Memorable Description of the East Indian Voyage, 1618-25
Author: Willem Ysbrandsz Bontekoe
Publisher: Psychology Press
ISBN: 0415344727
Category : Business & Economics
Languages : en
Pages : 175
Book Description
Bontekoe's East Indian Voyage was one of the most popular books in which the Dutch seventeenth century public delighted and it continued to be reprinted throughout the seventeenth and eighteenth centuries.
Publisher: Psychology Press
ISBN: 0415344727
Category : Business & Economics
Languages : en
Pages : 175
Book Description
Bontekoe's East Indian Voyage was one of the most popular books in which the Dutch seventeenth century public delighted and it continued to be reprinted throughout the seventeenth and eighteenth centuries.

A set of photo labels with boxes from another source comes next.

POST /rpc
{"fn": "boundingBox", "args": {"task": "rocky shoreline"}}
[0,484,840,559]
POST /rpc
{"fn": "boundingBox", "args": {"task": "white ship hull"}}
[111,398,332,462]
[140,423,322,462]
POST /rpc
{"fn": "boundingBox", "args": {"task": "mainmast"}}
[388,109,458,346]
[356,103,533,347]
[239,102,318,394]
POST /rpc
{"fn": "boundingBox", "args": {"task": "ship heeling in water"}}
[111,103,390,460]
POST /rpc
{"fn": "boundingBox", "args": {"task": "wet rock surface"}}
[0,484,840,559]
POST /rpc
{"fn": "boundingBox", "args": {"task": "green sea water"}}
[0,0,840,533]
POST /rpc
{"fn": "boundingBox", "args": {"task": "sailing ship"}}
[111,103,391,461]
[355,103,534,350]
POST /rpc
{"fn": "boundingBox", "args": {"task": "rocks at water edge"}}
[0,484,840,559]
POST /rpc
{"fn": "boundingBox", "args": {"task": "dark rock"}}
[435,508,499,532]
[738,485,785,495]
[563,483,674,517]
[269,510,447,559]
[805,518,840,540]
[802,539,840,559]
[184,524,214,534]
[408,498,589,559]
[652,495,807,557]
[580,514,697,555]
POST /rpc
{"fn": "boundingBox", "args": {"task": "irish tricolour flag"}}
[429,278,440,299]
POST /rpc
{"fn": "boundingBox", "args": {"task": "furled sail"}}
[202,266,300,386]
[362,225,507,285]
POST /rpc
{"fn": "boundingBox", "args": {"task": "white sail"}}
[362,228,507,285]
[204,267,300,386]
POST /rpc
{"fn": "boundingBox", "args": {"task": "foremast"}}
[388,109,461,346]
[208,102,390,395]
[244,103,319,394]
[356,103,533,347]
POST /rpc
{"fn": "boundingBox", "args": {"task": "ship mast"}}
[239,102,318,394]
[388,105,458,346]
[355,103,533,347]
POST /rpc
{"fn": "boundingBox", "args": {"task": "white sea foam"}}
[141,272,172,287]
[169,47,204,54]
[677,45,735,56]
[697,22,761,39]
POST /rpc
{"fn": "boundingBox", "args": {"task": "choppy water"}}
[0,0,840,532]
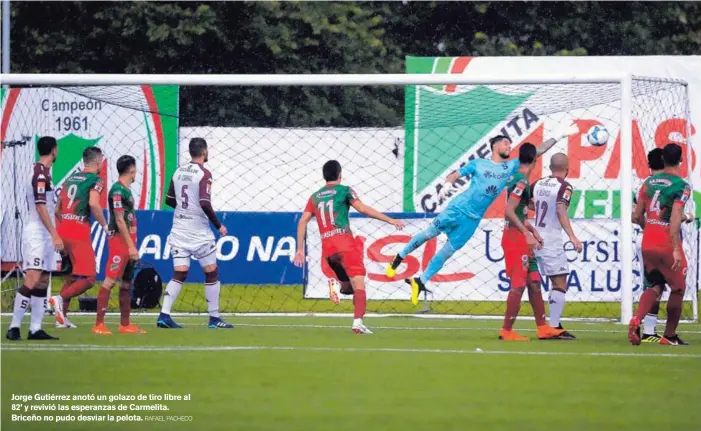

The Corporation That Changed the World
Author: Nick Robins
Publisher: Pluto Press
ISBN: 9780745331966
Category : Business & Economics
Languages : en
Pages : 262
Book Description
The English East India Company was the mother of the modern multinational. Its trading empire encircled the globe, importing Asian luxuries such as spices, textiles, and teas. But it also conquered much of India with its private army and broke open China's markets with opium. The Company's practices shocked its contemporaries and still reverberate today. The Corporation That Changed the World is the first book to reveal the Company's enduring legacy as a corporation. This expanded edition explores how the four forces of scale, technology, finance, and regulation drove its spectacular rise and fall. For decades, the Company was simply too big to fail, and stock market bubbles, famines, drug-running, and even duels between rival executives are to be found in this new account. For Robins, the Company's story provides vital lessons on both the role of corporations in world history and the steps required to make global business accountable today.
Publisher: Pluto Press
ISBN: 9780745331966
Category : Business & Economics
Languages : en
Pages : 262
Book Description
The English East India Company was the mother of the modern multinational. Its trading empire encircled the globe, importing Asian luxuries such as spices, textiles, and teas. But it also conquered much of India with its private army and broke open China's markets with opium. The Company's practices shocked its contemporaries and still reverberate today. The Corporation That Changed the World is the first book to reveal the Company's enduring legacy as a corporation. This expanded edition explores how the four forces of scale, technology, finance, and regulation drove its spectacular rise and fall. For decades, the Company was simply too big to fail, and stock market bubbles, famines, drug-running, and even duels between rival executives are to be found in this new account. For Robins, the Company's story provides vital lessons on both the role of corporations in world history and the steps required to make global business accountable today.